This may ramble a bit so I apologize in advance. If you’re an editor or English teacher or still have scars from prior grammar classes please take a dose of tolerance before reading. 😀
I was discussing movies and books with a friend today. Did we want to watch a video tonight? Were either of us ever going to write a book, and if so, what would it be about?
That led to discussing ‘writing what you know’ vs imagination and fantasy.
I said that my fantasy was leading a boring life.
Of course the true fantasy is having enough money to go to school and learn whatever I wanted; to learn new trades and practice that trade without worrying about whether I could make a living at it; to be able to spend the time required to become proficient at some type of art, some creative endeavor.
But that’s it, no drama, no excitement, no heroics. No living my life for the benefit of others; no sacrificing my needs and wishes for the good of others, whether individuals or nations. No magnificent journeys full of trials, tribulations, or ‘great wisdom’ moments.
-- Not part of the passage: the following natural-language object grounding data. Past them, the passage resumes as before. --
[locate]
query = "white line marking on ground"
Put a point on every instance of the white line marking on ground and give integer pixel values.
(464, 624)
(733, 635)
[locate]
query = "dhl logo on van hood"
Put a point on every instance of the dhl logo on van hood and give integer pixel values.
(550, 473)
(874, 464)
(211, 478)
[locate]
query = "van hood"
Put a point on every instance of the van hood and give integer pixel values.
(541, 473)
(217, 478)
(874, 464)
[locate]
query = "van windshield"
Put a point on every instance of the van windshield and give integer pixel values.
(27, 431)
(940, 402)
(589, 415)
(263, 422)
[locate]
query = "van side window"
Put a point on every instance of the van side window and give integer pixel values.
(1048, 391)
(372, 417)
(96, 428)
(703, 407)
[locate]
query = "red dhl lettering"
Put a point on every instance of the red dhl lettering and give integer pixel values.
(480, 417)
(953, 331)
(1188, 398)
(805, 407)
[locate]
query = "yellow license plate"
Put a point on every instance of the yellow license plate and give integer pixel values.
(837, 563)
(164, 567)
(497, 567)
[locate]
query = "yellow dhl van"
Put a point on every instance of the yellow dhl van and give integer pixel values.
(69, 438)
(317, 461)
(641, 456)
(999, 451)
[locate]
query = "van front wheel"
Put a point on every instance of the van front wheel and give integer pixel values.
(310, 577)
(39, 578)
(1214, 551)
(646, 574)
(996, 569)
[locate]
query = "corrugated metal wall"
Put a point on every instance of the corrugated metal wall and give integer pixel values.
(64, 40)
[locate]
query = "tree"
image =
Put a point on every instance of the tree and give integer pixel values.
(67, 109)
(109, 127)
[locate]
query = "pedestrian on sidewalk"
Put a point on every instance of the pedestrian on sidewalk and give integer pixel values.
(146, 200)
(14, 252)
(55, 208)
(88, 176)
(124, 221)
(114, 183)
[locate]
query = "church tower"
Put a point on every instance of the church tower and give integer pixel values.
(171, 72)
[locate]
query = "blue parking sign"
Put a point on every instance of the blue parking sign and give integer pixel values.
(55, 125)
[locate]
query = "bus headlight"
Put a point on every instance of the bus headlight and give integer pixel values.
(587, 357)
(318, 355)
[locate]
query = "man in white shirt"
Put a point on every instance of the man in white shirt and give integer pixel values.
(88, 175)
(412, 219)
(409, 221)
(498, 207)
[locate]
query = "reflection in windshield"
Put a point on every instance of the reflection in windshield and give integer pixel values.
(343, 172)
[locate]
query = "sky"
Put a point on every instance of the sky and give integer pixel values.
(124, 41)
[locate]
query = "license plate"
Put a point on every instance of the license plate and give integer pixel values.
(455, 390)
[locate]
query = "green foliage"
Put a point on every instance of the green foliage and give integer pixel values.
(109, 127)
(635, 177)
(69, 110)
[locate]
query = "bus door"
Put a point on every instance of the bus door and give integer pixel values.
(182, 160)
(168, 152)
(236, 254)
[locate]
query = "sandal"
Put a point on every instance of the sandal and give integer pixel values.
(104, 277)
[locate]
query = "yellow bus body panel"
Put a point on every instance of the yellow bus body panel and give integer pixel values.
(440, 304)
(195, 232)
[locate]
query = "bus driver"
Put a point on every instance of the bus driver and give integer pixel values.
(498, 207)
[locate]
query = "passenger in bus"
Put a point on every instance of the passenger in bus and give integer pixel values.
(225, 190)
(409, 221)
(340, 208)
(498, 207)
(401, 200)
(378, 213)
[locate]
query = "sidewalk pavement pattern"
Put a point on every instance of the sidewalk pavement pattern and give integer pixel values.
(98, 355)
This isn’t the first time I’ve thought on this topic. I’ve frequently wondered why so much of our leisure time is spent viewing (whether through film or print) heroic adventures full of pain, heartbreak, and destiny.
I’ve spent many years wondering why I felt that I must have some ‘great purpose’, and that if I could only find it then all the pain would be worth the enduring.
I remember the moment when I realized that I no longer yearned to be the hero, when I no longer pretended to identify with the protagonist.
I remember the day when I found myself looking around the theater watching the younger members of the audience and thinking “they’re so young, so full of energy; they don’t yet know that what they want to do can’t be done, and just maybe, they will be able to do some of that before they learn that it isn’t possible.”
I remember the regret I felt then, when I accepted that the dreams of childhood were over.